Arizona: Today, the Maricopa County Board of Supervisors voted unanimously to allow an audit of tabulation equipment used in the 2020 election. The decision was a response to the Arizona State Senate issuing subpoenas for an independent audit last week, despite numerous officials confirming that the election was secure. The Board voted to allow an independent forensic audit, hoping it would definitively dispel fears of fraud and avoid any subsequent hearings based on these unsubstantiated claims.
Georgia: On Tuesday, Lieutenant Governor Geoff Duncan announced his support for requiring ID verification for absentee ballots. Duncan is the latest state official to signal approval of the legislative measure, which was endorsed by Governor Brian Kemp and House Speaker David Ralston earlier this month. Thus far, none of the three have supported the rash of more restrictive legislation sponsored by some state legislators. Without their support, these measures — including an effort to ban no-excuse absentee voting — will likely stall out this year.
Michigan: This week, Democrats in the Michigan State House of Representatives introduced House Bill 4023, which would ban guns in and around the State Capitol. The legislation is the latest in recent efforts to ramp up State Capitol security measures, following multiple armed protests and the violence of January 6th. Michigan AG Dana Nessel — who has repeatedly called for enhanced security measures — strongly endorsed the bill saying, “Working in or visiting our Capitol shouldn’t mean risking your life.”
Meanwhile, one of Rudy Giuliani’s election witnesses, Melissa Carone, whose oddly belligerent statements before the Michigan State House in December earned her some viral notoriety, announced yesterday that she plans to run for a local state House seat. In her December remarks, Carone echoed the baseless claims of voter fraud that precipitated the mob attack on January 6th, falsely asserting that the election was “stolen.”
New Hampshire: State Senate Democrats in New Hampshire are facing another hurdle to make no-excuse absentee ballots permanent. On Monday, the Secretary of State’s office opposed the measure, citing conflicts with the state Constitution. State legislators introduced the bill early this year, hoping to extend the temporary no-excuse absentee ballot provision that lawmakers introduced to accommodate pandemic-era voting.

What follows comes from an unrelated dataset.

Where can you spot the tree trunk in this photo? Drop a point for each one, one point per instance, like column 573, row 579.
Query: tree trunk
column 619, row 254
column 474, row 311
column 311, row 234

Ohio: Roughly 10,000 Ohioans who voted in the 2020 election were nearly removed from the state’s voter registration rolls this summer. This news follows Ohio Secretary of State Frank LaRose’s effort to purge over 115,000 Ohioans from the state’s rolls if they were deemed inactive. Ohio’s definition of an “inactive” voter is among the strictest in the nation, allowing removal of voters if they don’t vote or participate in political activity for six consecutive years. Voters can even be removed after two years of “inactivity” if they don’t respond to a mailer asking to confirm their address. Voting rights groups criticized the purge for disproportionately affecting minority and poor voters. LaRose defended the effort, completing yet another cancellation of over 97,000 voters last week.